Mais voici l’heure du bain. Là-bas, sous les trembles, gronde une petite cascade de diamants qui nous appelle, et qui s’épanche en fuyant dans l’allée de verdure, sous les gros arbres penchés en forme de ponts, sous les guirlandes de houblon et de rosiers sauvages. Il y a là de petits jardins naturels que le courant baigne et qu’un furtif rayon de soleil caresse ; il y a des îles de salicaires et de spirées, des rivages de scutellaires et des presqu’îles d’épilobes. Une délicieuse fraîcheur nous attend dans cette oasis, ta fille y baigne ses poupées, et la vieille laveuse qui tord et bat son linge au bas de l’écluse s’arrête et sourit en voyant cette enfance et cette joie. Tout est salubre et charmant dans ce petit coin où j’ai rêvé autrefois d’une fadette et d’un champi. Couché dans l’eau et à demi assoupi sous l’ombre charmeresse, j’ai senti cent fois mon âme instinctive se mettre en parfait accord avec mon âme réflective, pour savourer et pour rêver. L’instinct thermique a son siége dans une de nos âmes, à ce que disent les physiologistes. Je ne vois point que ces instincts de la vie impersonnelle soient aussi impersonnels qu’on le dit. Ils produisent des effets très-divers selon les individus, et, loin d’être toujours les ennemis de l’âme personnelle, ils lui procurent souvent, par la sympathie nerveuse qui unit leurs foyers, un état de santé morale que l’esprit isolé de la matière ne trouverait pas.

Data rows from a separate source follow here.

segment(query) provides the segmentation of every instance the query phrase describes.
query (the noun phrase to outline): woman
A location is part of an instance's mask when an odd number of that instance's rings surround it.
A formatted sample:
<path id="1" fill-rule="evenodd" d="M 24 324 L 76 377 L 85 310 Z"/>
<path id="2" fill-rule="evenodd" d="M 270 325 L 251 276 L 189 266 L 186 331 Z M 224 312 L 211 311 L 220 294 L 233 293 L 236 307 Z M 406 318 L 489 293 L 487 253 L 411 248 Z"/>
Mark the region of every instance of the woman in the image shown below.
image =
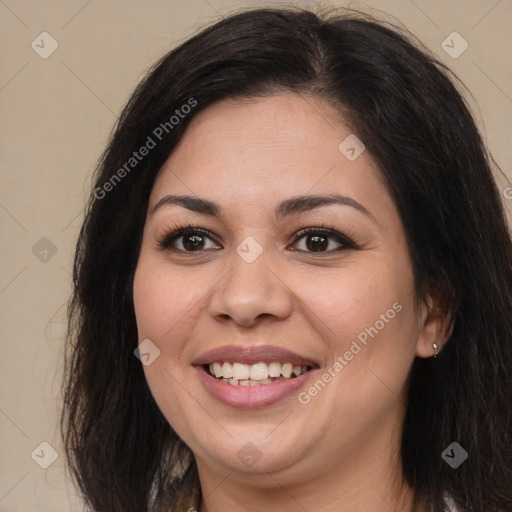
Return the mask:
<path id="1" fill-rule="evenodd" d="M 510 511 L 512 247 L 449 71 L 252 10 L 158 62 L 98 167 L 62 430 L 95 511 Z"/>

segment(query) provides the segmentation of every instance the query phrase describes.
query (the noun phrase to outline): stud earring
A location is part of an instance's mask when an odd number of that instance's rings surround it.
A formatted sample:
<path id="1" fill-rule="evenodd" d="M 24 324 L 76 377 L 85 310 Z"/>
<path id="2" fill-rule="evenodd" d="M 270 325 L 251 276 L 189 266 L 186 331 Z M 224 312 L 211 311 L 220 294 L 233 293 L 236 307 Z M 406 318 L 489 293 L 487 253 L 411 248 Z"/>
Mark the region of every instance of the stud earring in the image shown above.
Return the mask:
<path id="1" fill-rule="evenodd" d="M 432 343 L 432 347 L 434 348 L 434 352 L 435 352 L 434 357 L 437 357 L 437 345 L 435 343 Z"/>

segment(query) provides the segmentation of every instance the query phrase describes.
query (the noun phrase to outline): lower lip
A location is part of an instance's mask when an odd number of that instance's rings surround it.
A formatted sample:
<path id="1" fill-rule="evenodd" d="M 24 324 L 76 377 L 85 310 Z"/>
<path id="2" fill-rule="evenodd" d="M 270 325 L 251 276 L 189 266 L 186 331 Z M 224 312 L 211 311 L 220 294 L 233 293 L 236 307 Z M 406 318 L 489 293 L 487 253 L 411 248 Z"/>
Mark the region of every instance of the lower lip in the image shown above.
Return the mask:
<path id="1" fill-rule="evenodd" d="M 199 379 L 206 391 L 219 402 L 231 407 L 250 409 L 265 407 L 291 395 L 310 379 L 316 370 L 308 372 L 289 380 L 277 381 L 274 384 L 262 384 L 259 386 L 233 386 L 212 377 L 202 366 L 196 366 Z"/>

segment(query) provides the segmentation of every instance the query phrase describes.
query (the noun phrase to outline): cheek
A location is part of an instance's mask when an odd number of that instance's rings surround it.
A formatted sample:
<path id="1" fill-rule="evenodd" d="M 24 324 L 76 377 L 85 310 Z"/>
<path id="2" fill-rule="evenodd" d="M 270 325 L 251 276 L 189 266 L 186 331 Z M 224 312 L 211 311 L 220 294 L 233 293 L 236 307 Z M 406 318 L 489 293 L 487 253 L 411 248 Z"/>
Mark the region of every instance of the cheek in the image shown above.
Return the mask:
<path id="1" fill-rule="evenodd" d="M 311 321 L 329 342 L 333 356 L 348 350 L 358 336 L 364 340 L 365 329 L 376 322 L 378 330 L 383 330 L 381 315 L 391 321 L 397 316 L 399 307 L 393 309 L 393 304 L 401 303 L 405 287 L 393 279 L 394 275 L 389 266 L 377 269 L 375 265 L 361 265 L 335 275 L 317 276 L 297 288 L 306 290 L 301 300 L 314 313 Z M 386 329 L 391 321 L 385 323 Z"/>
<path id="2" fill-rule="evenodd" d="M 399 403 L 417 335 L 412 274 L 406 268 L 391 262 L 353 268 L 335 279 L 317 279 L 314 286 L 310 282 L 301 295 L 331 358 L 322 376 L 325 390 L 315 384 L 303 398 L 317 400 L 314 407 L 327 411 L 341 430 L 378 421 Z"/>
<path id="3" fill-rule="evenodd" d="M 191 305 L 198 300 L 196 288 L 141 252 L 133 283 L 138 340 L 151 340 L 159 351 L 151 364 L 143 365 L 143 371 L 158 407 L 178 430 L 181 423 L 176 418 L 186 407 L 180 372 L 193 323 Z"/>
<path id="4" fill-rule="evenodd" d="M 179 272 L 170 273 L 161 262 L 141 255 L 133 284 L 135 316 L 139 341 L 150 338 L 157 345 L 179 339 L 190 328 L 194 304 L 204 294 Z M 162 347 L 165 348 L 165 347 Z"/>
<path id="5" fill-rule="evenodd" d="M 305 314 L 330 353 L 326 378 L 334 377 L 325 403 L 335 416 L 351 410 L 363 421 L 369 410 L 394 403 L 402 392 L 417 325 L 408 263 L 373 257 L 360 262 L 297 289 L 306 290 Z"/>

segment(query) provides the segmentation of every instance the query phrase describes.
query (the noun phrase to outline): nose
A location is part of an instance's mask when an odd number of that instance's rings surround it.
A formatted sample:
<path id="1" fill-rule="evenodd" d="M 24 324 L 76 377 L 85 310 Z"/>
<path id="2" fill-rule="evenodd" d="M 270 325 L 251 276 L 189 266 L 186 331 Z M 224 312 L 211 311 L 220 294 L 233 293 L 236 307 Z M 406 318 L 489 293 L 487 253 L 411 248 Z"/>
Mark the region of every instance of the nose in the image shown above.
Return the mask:
<path id="1" fill-rule="evenodd" d="M 251 327 L 264 319 L 284 320 L 292 312 L 292 297 L 270 258 L 260 255 L 247 263 L 237 253 L 230 269 L 214 288 L 209 311 L 218 321 Z M 282 274 L 282 273 L 281 273 Z"/>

Il y aurait bien des choses encore à dire sur cette âme inférieure, véritable soutien d’une vie normale, fléau d’une vie corrompue. Je t’avoue que, si je la traite d’inférieure, c’est parce que, en lisant Laugel, je me suis imprégné à mon insu de sa technologie. Il est difficile de se préserver de cet entraînement en suivant la pensée d’un éloquent écrivain ; mais, en y réfléchissant, en reprenant possession de mon moi intérieur, je trouve qu’il a trop vu la face excessive et repoussante de cette âme qu’il qualifie de spécifique. D’abord est-elle spécifique d’une manière absolue ? offre-t-elle à des degrés identiques les tendances nombreuses de la vitalité ? est-elle la même dans un sujet malade et dans un individu sain ? Dans tous les cas, son rôle n’est pas la satisfaction isolée d’elle-même, puisqu’il lui faut l’assistance du cerveau, c’est-à-dire de la faculté de comparer, pour arriver à son entier développement de jouissance. L’amour chez l’homme distingue la beauté de la laideur en toute chose. Ses appétits s’aiguisent par la qualité des aliments. L’âme instinctive dans un sujet normal serait donc la sœur jumelle ou l’épouse irrépudiable de l’âme personnelle. Cette âme, dite supérieure, n’est supérieure que dans notre appréciation. Elle a besoin du contentement et du consentement de l’âme instinctive pour être lucide, et, de ce que cette princesse daigne absorber les fruits de vie que cette paysanne lui cultive, il ne résulte pas que l’âme universelle maudisse l’une pour bénir l’autre. L’âme personnelle doit commander, cela est certain ; mais nos préjugés sociaux nous font méconnaître l’égalité qui existe entre ce qui commande et ce qui obéit en vertu d’une fonction de réciprocité. La plante obéit à l’insecte quand elle subit l’effet de sa faim ; mais, quand l’insecte féconde la plante en transportant sa poussière séminale de fleur en fleur, il sert la plante.

Tel est à peu près l’échange entre l’esprit et l’instinct. Ils se nourrissent et se fécondent mutuellement. Si l’esprit se plaint amèrement de la bête, c’est peut-être parce que la bête a aussi à se plaindre de l’esprit.

Mais ce n’est pas mon état de tant philosopher, et je demande que ceux qui savent m’instruisent. Si j’ai lieu d’être reconnaissant envers quelques-uns, je suis impatienté contre plusieurs autres qui pourraient nous enseigner (ce n’est pas le talent qui leur manque), et qui ne nous apprennent rien.

Vivons par toutes nos âmes, mais vivons en gens de bien, et, comme l’éphémère dans le rayon éternel, buvons le plus possible de chaleur et de lumière. En avions-nous donc trop, hélas ! pour que l’on cherche à nous en ôter ?

  1. Lettres d’un voyageur./>
  2. Auguste Laugel, des Problèmes de l’âme. Paris, 1868.
  3. Laugel, Problèmes de l’âme.
  4. Ébauche d’un glossaire du langage philosophique. Paris, 1853.